Bild statt Botschaft, Sehen statt Verstehen

Bernd Fiedlers Kurzfilme im Koki Kiel

Eine Er- oder auch Aufweckung sei es für ihn gewesen, als Bernd Fiedler Anfang der 60er Jahre in einem Kieler Plattenladen eine Scheibe mit musique concrète entdeckte. Wie in solcher mit dem Geräusch als Klang umgegangen wird, wollte er Filme machen: Film als Musik, als Poesie, buchstäblich augenblickshaft, als Selbstzweck, als autonome Kunstform, kurz: „cinéma concrète“.
Ob diesen Begriff schon mal jemand anderes verwendet hat, wissen weder Fiedler noch Google so genau. Egal, er bringt sein Kurzfilmschaffen seit 1963, angeregt nicht nur von der musique concrète, auch von den filmexperimentellen Werken Hans Richters, recht genau auf den Punkt – von den frühen Kurzfilmen Anfang der 60er auf 8mm bis zu den ganz aktuellen, digital produzierten, „die wieder so aussehen wie die ersten“, so Fiedler.
„Dramma naturale“ – die Natur ist der beste Regisseur: Still aus „action I“ (Foto: Fiedler)
Über 70 Kurzfilme hat er in diesen knapp 50 Jahren gedreht, seine Kamera immer dabei, ständig Material sammelnd für sein umfangreiches Archiv: Eine Art filmischer Zettelkasten, inzwischen weitgehend digitalisiert, aus dem er noch heute schöpft. Fast nebenbei erwähnt ein solcher „Immer-Filmer“ seinen sonstigen Werdegang: 1966 bis 1968 Studium im ersten Jahrgang der Berliner DFFB, zusammen unter anderem mit Wolfgang Petersen.
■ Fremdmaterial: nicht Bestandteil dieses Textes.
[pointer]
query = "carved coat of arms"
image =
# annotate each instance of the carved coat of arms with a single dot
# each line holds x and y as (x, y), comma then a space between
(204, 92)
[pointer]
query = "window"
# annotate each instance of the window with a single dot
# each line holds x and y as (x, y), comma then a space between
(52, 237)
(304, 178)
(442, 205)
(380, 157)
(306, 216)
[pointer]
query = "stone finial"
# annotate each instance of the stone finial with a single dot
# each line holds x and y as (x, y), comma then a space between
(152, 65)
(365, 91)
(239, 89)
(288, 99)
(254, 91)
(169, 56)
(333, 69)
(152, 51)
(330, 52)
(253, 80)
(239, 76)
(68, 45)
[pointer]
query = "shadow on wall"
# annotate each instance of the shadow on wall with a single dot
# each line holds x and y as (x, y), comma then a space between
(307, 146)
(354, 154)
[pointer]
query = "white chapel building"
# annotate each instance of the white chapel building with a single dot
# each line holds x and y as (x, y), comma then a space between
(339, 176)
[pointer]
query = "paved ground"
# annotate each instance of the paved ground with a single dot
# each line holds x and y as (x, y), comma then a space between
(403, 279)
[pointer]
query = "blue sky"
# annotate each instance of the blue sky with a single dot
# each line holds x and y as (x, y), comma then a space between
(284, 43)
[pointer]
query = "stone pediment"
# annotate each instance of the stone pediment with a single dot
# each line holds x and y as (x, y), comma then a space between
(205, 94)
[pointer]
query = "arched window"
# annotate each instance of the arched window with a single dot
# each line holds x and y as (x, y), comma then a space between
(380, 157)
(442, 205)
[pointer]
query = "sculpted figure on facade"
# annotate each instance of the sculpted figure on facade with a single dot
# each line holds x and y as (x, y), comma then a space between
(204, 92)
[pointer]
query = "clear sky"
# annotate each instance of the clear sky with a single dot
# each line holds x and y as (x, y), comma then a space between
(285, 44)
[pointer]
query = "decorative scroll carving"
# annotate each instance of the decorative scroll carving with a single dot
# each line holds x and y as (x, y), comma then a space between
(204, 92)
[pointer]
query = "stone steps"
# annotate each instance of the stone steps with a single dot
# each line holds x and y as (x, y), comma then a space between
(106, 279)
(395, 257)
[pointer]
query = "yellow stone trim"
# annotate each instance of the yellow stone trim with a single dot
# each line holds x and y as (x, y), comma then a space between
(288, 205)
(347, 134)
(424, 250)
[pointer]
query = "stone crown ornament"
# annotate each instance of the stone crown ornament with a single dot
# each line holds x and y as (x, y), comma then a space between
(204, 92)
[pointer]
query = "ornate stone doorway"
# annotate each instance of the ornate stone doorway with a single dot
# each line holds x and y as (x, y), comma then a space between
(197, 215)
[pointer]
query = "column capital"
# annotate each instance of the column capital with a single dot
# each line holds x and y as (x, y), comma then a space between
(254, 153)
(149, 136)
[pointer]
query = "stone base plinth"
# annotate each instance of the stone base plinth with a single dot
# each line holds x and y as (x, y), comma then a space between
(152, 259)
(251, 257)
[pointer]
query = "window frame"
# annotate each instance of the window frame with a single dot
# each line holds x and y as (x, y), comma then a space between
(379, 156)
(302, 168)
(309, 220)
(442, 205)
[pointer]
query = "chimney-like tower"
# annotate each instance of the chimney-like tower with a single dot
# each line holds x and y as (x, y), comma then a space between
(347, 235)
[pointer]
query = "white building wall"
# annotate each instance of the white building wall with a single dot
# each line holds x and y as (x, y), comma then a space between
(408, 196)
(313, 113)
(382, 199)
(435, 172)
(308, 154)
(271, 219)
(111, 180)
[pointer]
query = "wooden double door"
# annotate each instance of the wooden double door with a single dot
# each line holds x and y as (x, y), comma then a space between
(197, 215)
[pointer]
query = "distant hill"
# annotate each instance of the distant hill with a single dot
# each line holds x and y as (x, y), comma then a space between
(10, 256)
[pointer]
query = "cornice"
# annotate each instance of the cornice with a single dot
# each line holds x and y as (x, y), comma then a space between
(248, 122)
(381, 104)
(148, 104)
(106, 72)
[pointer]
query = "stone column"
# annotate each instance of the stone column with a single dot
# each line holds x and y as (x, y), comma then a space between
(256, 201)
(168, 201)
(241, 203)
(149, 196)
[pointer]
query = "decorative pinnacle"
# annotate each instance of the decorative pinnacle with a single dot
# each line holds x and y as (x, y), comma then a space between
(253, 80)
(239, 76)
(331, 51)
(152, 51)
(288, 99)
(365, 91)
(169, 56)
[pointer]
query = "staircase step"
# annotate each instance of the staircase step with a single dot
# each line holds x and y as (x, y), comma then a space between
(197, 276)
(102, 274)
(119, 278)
Dann als freier Kameramann etwa an den Autorenfilmen Rudolf Thomes oder Klaus Lemkes beteiligt. Irgendwann aus München und Berlin zurückgekehrt in seine Heimatstadt Kiel, wo er sein Spielfilm-Konzept „Drehbank“ entwickelte und danach mehrere abendfüllende Fernsehfilme mit einem Bruchteil üblicher Budgets drehte.
Seine „eigentliche Leidenschaft war und ist aber der poetische Kurzfilm“. Etwa „Sebastian“ (1966), eine Montage aus Bahnhofs- und Zugszenen, Warten und Fahren, die von der (foto-) grafischen Qualität des Filmbilds lebt, bewusst keine Geschichte erzählt – oder eben doch jene der Bilder aus und an sich. Ebenso „Ansicht VI“, gerade fertig zusammengeschnitten aus dem Filmzettelkasten das Bild eines „Kameramanns“, der einer Haussprengung im Berlin der 60er zusieht, durch einen Rückwärtseffekt gleichsam zurück in die Zukunft geholt. Vielleicht schon zu viel der Interpretation, denn Fiedlers Kurzfilme „muss man nicht verstehen, nur sehen“. „Für keine Botschaft“ will Fiedler „die Bilder benutzen“. Er will den Film wieder zu dem machen, was er vom Medium her ist: eine Schule des Sehens.
Aus dem Filmzettelkasten – der Kameramann beobachtet den „Kameramann“, wie er beobachtet: Still aus „Sebastian“ (1966) und „Ansicht VI“ (2012) (Foto: Fiedler)
Drei Konzepte verfolgt er dabei: Die Montage des „found footage“ aus dem gefilmten Alltag, das „Drana – dramma naturale“, wo „die Natur der beste Regisseur ist“, und durch Tricks wie Kollisionsmontage von Bild und Ton ins Absurde manipulierte Naturaufnahmen, etwa in der Serie „action“. Aus allen drei „Genres“ hat er für die Werkschau im Koki Kiel „Filme wie Musik“ zusammengestellt, denen man zusehen und nicht zuletzt zulauschen soll. (jm)
Montag, 5.3.2012, 20.30 Uhr, Kommunales Kino in der Pumpe (Kiel, Haßstr. 22).